Fair vs. Biased Coin
You have two coins. Coin A is a fair coin (P(Heads) = 0.5). Coin B is a biased coin (P(Heads) = 0.7). You randomly pick one of the coins (with equal probability) and flip it twice. You observe two Heads (HH).
What is the probability that you picked the biased coin (Coin B)?
Related Concepts
Hint
- Define your hypotheses: HF = Fair coin picked, HB = Biased coin picked.
- What are the prior probabilities P(HF) and P(HB)?
- Define the evidence E = observing two Heads (HH).

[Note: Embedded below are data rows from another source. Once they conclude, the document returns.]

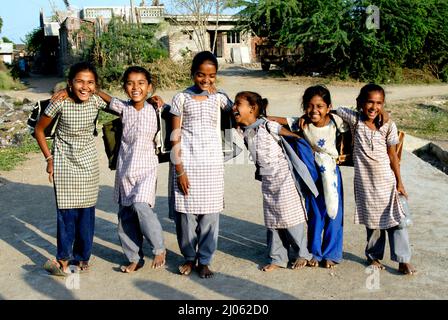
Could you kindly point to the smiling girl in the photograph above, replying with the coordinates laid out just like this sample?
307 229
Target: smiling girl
73 167
377 179
326 213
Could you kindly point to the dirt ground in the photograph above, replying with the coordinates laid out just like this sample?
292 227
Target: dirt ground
28 228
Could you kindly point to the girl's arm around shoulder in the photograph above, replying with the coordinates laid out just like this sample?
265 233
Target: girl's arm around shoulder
278 129
395 166
340 124
177 104
280 120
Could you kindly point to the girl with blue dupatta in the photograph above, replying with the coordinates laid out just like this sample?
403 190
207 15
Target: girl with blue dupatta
319 128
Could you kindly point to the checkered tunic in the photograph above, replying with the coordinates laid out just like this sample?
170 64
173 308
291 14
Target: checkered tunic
201 153
136 176
76 171
282 204
376 196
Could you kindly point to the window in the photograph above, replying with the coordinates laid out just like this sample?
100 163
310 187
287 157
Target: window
233 37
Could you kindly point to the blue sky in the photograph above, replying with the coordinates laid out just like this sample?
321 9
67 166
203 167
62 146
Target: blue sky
22 16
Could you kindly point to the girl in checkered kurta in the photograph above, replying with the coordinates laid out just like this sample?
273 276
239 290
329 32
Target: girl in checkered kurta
136 176
199 166
73 166
284 210
377 179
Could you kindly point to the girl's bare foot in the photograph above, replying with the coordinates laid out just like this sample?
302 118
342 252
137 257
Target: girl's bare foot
299 263
329 264
270 267
376 264
313 263
204 271
159 260
186 268
133 266
406 268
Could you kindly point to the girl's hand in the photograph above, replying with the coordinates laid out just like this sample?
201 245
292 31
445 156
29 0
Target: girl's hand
156 101
50 170
60 95
302 123
401 190
183 183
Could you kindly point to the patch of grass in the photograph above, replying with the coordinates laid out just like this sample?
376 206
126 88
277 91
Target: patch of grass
427 119
10 157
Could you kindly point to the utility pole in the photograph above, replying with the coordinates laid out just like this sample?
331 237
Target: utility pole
132 11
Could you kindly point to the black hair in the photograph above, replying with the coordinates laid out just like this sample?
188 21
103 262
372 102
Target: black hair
200 58
364 94
255 100
136 69
79 67
317 90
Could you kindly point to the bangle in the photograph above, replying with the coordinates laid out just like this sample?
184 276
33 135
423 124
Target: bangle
180 174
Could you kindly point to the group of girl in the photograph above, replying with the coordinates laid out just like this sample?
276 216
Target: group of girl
197 172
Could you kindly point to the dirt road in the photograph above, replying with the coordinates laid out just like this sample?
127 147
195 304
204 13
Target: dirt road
28 230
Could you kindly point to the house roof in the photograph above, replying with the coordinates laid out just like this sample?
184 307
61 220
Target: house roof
6 48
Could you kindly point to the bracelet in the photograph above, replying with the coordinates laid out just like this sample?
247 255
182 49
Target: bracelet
180 174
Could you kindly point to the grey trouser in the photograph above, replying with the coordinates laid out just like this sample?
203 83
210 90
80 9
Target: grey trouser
197 231
400 250
134 223
279 242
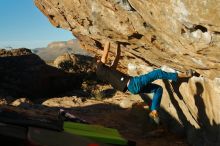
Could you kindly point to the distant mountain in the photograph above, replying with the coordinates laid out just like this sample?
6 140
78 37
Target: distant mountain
55 49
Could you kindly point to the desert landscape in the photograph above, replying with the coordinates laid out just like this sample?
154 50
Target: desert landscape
174 35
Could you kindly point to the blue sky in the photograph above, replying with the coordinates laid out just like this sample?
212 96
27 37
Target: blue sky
23 25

- Calculate the likelihood of E under each hypothesis:
- P(E | HF): If fair, P(HH) = P(H) × P(H) = ?
- P(E | HB): If biased, P(HH) = P(H) × P(H) = ?

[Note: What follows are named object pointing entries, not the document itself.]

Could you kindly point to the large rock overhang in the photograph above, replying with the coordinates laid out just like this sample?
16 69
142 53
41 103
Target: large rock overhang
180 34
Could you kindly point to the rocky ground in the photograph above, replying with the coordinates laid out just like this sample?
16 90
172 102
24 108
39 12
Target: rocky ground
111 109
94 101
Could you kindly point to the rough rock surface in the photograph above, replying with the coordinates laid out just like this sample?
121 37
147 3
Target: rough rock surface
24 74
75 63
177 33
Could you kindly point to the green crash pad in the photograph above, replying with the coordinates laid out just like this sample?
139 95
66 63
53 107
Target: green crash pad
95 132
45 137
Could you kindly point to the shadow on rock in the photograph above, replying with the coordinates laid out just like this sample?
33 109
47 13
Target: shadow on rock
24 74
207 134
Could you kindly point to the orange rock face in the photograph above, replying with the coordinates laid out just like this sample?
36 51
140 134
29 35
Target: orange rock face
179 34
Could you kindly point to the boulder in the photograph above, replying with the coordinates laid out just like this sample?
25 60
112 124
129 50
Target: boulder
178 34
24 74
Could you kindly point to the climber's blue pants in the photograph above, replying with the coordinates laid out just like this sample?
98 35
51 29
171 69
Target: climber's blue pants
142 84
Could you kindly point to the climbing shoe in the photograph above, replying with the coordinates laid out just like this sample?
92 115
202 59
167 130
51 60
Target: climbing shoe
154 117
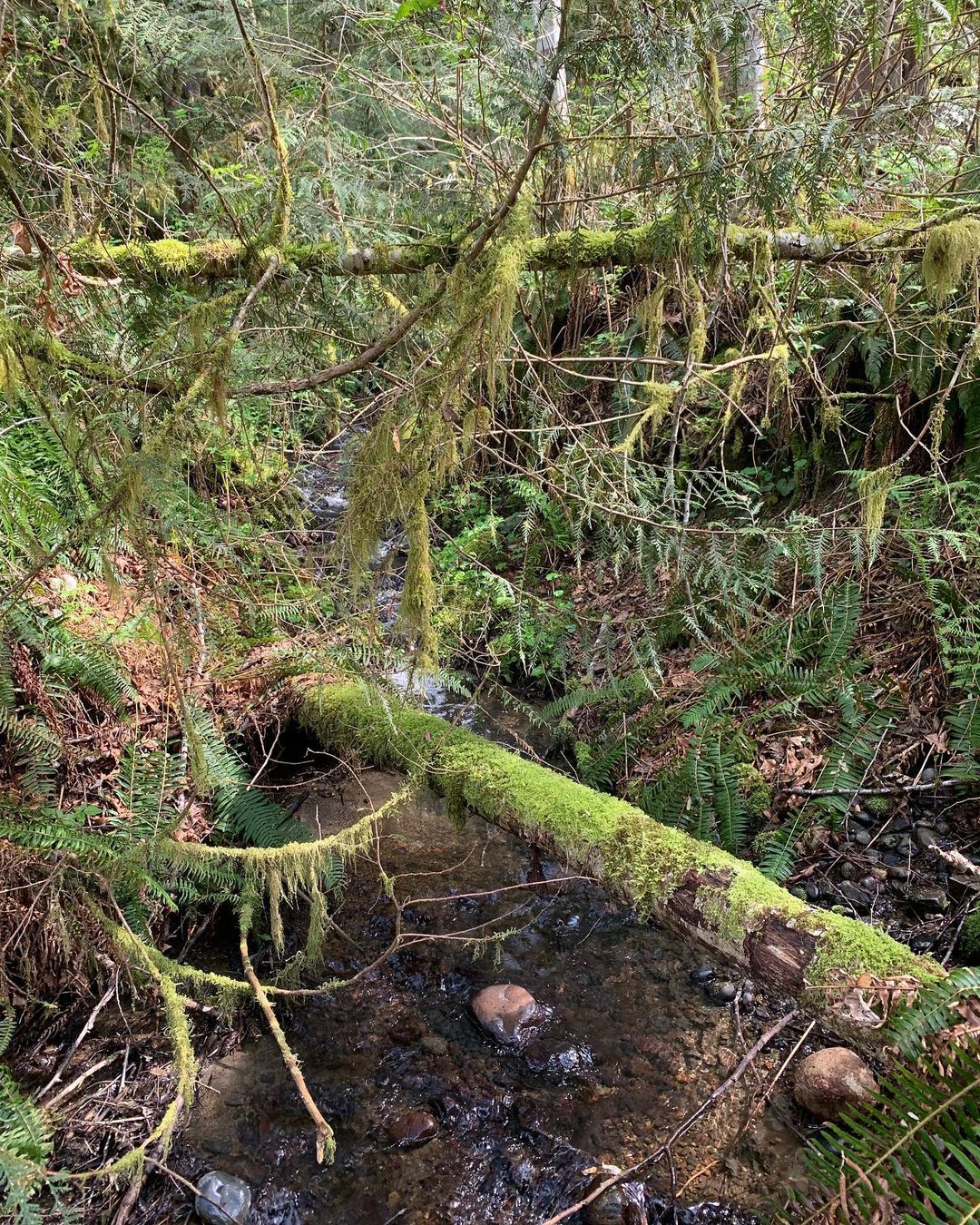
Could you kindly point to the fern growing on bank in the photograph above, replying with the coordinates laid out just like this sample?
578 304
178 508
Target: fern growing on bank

- Calculate the total probability of the evidence P(E) using:
P(E) = P(E | HF)P(HF) + P(E | HB)P(HB) - Apply Bayes' Theorem to find P(HB | E).
Explanation: Fair vs. Biased Coin
You have two coins: one is normal (fair, 50% Heads), the other is tricky (biased, 70% Heads). You pick one by chance (50/50 which one you get) and flip it twice. Both times, it comes up Heads!
Now, what's the chance you actually picked the biased coin?
- Initially, there was a 50% chance you picked the biased coin.
- Getting two Heads is more likely if you have the biased coin (70% Heads) than if you have the fair coin (50% Heads).
- So, the evidence (two Heads) should make us increase our belief that we picked the biased coin. Bayes' Theorem helps us figure out exactly how much.
We will use Bayes' Theorem to update our belief about which coin was picked, given the evidence of two heads.
Let the events/hypotheses be:
- F: The Fair coin was picked.
- B: The Biased coin was picked.
- E: The evidence observed is two Heads (HH) in two flips.
We want to find P(B | E).
1. Define Prior Probabilities
Since a coin is picked randomly with equal probability:
P(F) = 0.5(Prior probability of picking the Fair coin)P(B) = 0.5(Prior probability of picking the Biased coin)
2. Calculate the Likelihood of the Evidence under each Hypothesis
The two flips are independent given the type of coin.
- Likelihood of two Heads if the Fair coin was picked (P(H|F) = 0.5):
P(E | F) = P(Head on 1st flip | F) × P(Head on 2nd flip | F)
P(E | F) = 0.5 × 0.5 = (0.5)2 = 0.25 - Likelihood of two Heads if the Biased coin was picked (P(H|B) = 0.7):
P(E | B) = P(Head on 1st flip | B) × P(Head on 2nd flip | B)
P(E | B) = 0.7 × 0.7 = (0.7)2 = 0.49
3. Calculate the Total Probability of the Evidence (P(E))
Using the Law of Total Probability:
P(E) = P(E | F) × P(F) + P(E | B) × P(B)
P(E) = (0.25 × 0.5) + (0.49 × 0.5)
P(E) = 0.125 + 0.245
P(E) = 0.370
This is the overall probability of observing two heads, considering either coin could have been picked.
4. Apply Bayes' Theorem to Find P(B | E)
Bayes' Theorem states:
P(B | E) = [P(E | B) × P(B)] / P(E)
P(B | E) = (0.49 × 0.5) / 0.370
P(B | E) = 0.245 / 0.370
P(B | E) ≈ 0.66216216...
Final Result
The probability that you picked the biased coin, given that you observed two heads, is:
P(Biased Coin | Two Heads) ≈ 0.662
Or about 66.2%.
Interpretation:
Initially, there was a 50% chance of having picked the biased coin. After observing two consecutive heads (which is more likely with the biased coin than with the fair coin), our belief that we have the biased coin increases from 50% to approximately 66.2%. The evidence (two heads) supports the hypothesis of a biased coin more strongly than the hypothesis of a fair coin.
Consider the Priors: How would the result P(Biased | Two Heads) change if your prior belief was that the biased coin was much rarer (e.g., P(Biased) = 0.1 and P(Fair) = 0.9)?